Welcome to GCMCWorkflow’s documentation!

Welcome to the documentation for GCMCWorkflow, a package for automating Grand Canonical Monte Carlo sampling of porous materials.

Installing GCMCWorkflow

Installing the GCMCWorkflow package

The easiest way to install the GCMCWorkflow Python package is using Anaconda from the conda-forge channel:

conda install -c conda-forge gcmcworkflow

or pip:

pip install gcmcworkflow

Setting up a Launchpad

GCMCWorkflow is powered by Fireworks and requires a functioning LaunchPad (database of jobs). For instructions on how to do this, please consult the official instructions Ultimately this should result in a my_launchpad.yaml file, which works with the various Fireworks commands such as lpad get_fws.

Setting up required drivers

GCMCWorkflow does not perform the individual GCMC simulations, but instead relies on a driver program beneath it. I.e. you use GCMCWorkflow, GCMCWorkflow uses Raspa.

GCMCWorkflow can currently use the following drivers:

GCMCWorkflow tutorial

In this tutorial we will automate running three isotherms of Argon in IRMOF-1 using GCMCWorkflow. To follow this tutorial, you will need to have installed this package succesfully. To check this, try running gcmcworkflow -h from the terminal, you should see the help message for the command line tool we will be using.

Preparing input files

In order to run our GCMC simulations we must provide a single working input for Raspa. This file will be used as a template for all further simulations, with the temperature, pressure and simulation duration settings being customised as necessary. The forcefield setup and MC move descriptions will not be modified however, so these should be checked!

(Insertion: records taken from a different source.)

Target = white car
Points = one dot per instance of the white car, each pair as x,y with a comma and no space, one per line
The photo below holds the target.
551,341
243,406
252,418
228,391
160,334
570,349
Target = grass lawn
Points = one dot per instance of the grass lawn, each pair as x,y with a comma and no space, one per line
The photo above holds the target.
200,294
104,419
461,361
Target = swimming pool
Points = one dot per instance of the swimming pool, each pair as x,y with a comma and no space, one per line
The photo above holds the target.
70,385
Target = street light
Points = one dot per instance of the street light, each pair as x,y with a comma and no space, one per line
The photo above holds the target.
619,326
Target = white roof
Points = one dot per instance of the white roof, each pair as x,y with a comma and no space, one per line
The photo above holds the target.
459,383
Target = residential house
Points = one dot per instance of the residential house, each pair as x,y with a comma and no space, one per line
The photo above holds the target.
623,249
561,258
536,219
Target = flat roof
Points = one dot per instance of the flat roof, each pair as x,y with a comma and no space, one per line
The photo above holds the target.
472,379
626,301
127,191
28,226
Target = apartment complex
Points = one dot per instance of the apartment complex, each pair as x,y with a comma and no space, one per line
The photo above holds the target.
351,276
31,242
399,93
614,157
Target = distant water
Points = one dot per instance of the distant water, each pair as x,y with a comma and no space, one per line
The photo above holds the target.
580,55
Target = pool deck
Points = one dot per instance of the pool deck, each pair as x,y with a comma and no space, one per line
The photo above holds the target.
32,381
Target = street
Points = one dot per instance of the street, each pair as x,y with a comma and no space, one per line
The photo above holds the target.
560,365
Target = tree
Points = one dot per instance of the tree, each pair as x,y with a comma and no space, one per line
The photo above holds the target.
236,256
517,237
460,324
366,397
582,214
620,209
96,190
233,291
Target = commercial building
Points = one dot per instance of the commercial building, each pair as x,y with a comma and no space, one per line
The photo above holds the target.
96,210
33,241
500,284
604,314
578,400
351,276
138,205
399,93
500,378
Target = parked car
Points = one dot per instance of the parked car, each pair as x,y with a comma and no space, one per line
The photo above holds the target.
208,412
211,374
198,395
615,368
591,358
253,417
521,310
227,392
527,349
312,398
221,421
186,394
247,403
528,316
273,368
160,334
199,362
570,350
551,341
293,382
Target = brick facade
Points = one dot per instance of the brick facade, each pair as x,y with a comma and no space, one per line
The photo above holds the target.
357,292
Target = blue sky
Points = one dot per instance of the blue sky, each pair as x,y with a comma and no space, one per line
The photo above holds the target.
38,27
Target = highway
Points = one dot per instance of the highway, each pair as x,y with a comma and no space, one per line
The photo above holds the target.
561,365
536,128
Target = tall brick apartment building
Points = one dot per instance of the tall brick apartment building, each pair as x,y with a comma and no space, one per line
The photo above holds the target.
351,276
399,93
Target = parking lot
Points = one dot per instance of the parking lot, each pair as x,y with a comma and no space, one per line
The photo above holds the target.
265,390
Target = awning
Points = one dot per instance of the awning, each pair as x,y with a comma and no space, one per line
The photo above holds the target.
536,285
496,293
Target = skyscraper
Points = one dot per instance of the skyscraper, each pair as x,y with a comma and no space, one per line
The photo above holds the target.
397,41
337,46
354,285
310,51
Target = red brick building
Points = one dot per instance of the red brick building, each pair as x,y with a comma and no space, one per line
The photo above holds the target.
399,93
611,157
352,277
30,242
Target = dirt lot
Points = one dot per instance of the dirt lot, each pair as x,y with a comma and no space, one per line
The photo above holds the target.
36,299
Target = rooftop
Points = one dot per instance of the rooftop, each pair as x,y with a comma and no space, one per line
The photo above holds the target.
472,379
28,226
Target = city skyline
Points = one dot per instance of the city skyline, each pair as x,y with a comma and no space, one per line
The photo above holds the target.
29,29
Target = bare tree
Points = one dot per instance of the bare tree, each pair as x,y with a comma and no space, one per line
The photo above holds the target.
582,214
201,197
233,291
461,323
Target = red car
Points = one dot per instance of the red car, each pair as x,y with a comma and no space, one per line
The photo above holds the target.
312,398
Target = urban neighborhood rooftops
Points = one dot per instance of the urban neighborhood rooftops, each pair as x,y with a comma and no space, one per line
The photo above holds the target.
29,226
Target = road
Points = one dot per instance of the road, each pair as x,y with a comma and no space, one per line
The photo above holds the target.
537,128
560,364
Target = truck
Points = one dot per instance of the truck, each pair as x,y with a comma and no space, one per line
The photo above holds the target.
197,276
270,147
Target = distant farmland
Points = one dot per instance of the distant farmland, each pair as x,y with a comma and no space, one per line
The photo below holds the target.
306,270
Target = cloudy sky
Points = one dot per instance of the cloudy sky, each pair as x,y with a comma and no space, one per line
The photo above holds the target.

For this tutorial you can use your own Raspa input files, or alternatively by running the following command you can use the tutorial example files:

gcmcworkflow tutorial gen_inputfiles

Preparing the spec file

With the Raspa input ready, we now create the input file for GCMCWorkflow, know as the ‘spec’ file. This file will have all the information on sampling we want to perform, using the Raspa input we just prepared.

A template for this spec file can be generated using the gcmcworkflow genspec command. Thie file should follow yaml formatting rules, edit the spec file to read as follows, these settings will be explained below.

name: IRMOF1_Ar_tutorial
template: ./irmof/
workdir: ./
g_req: 3
max_iterations: 2
use_grid: true
conditions:
 - pressures: [10k, 20k, 40k]
   temperatures: [78.0, 98.0]
 - pressures: [50k, 0.1M]
   temperatures: [118.0]
Explaining the spec file lines:
  • name – this is a unique identifier for this Workflow. It must be unique on the LaunchPad and will be used to refer to this Workflow in the future
  • template – path to the simulation input we want to use. This directory will be slurped into the Workflow.
  • workdir – path to where we want to run the simulations. This path must be accessible on the workstation you want to execute the workflow, ie it might be a path on your HPC cluster.
  • g_req – this is the desired simulation length, expressed as a multiple of the number of statistical decorrelations after equilibration to run for. Larger values will take longer, but be more statistically reliable answers, 3-5 seems to work ok.
  • max_iterations – simulations will be restarted to gather enough data as defined above, this setting allows a maximum to the number of times a point is restarted.
  • use_grid – Raspa allows for energy grids to be used to accelerate the GCMC sampling. This is often a good idea, except for very short simulations.
  • conditions – starts a list of the system conditions we want to sample. Each entry must give temperatures and pressures. In this example we will run pressures of 10, 20, and 40 kPa for temperatures 78.0 and 98.0 K, then 50,000 and 100,000 kPa at a temperature of 118.0 K.

Submitting work to LaunchPad

Now we’ve defined our input and desired sampling we need to submit this information to our LaunchPad. Most of the time (unless you are locally running a MongoDB server) you will have a file called my_launchpad.yaml which holds the details to connect to the Fireworks LaunchPad.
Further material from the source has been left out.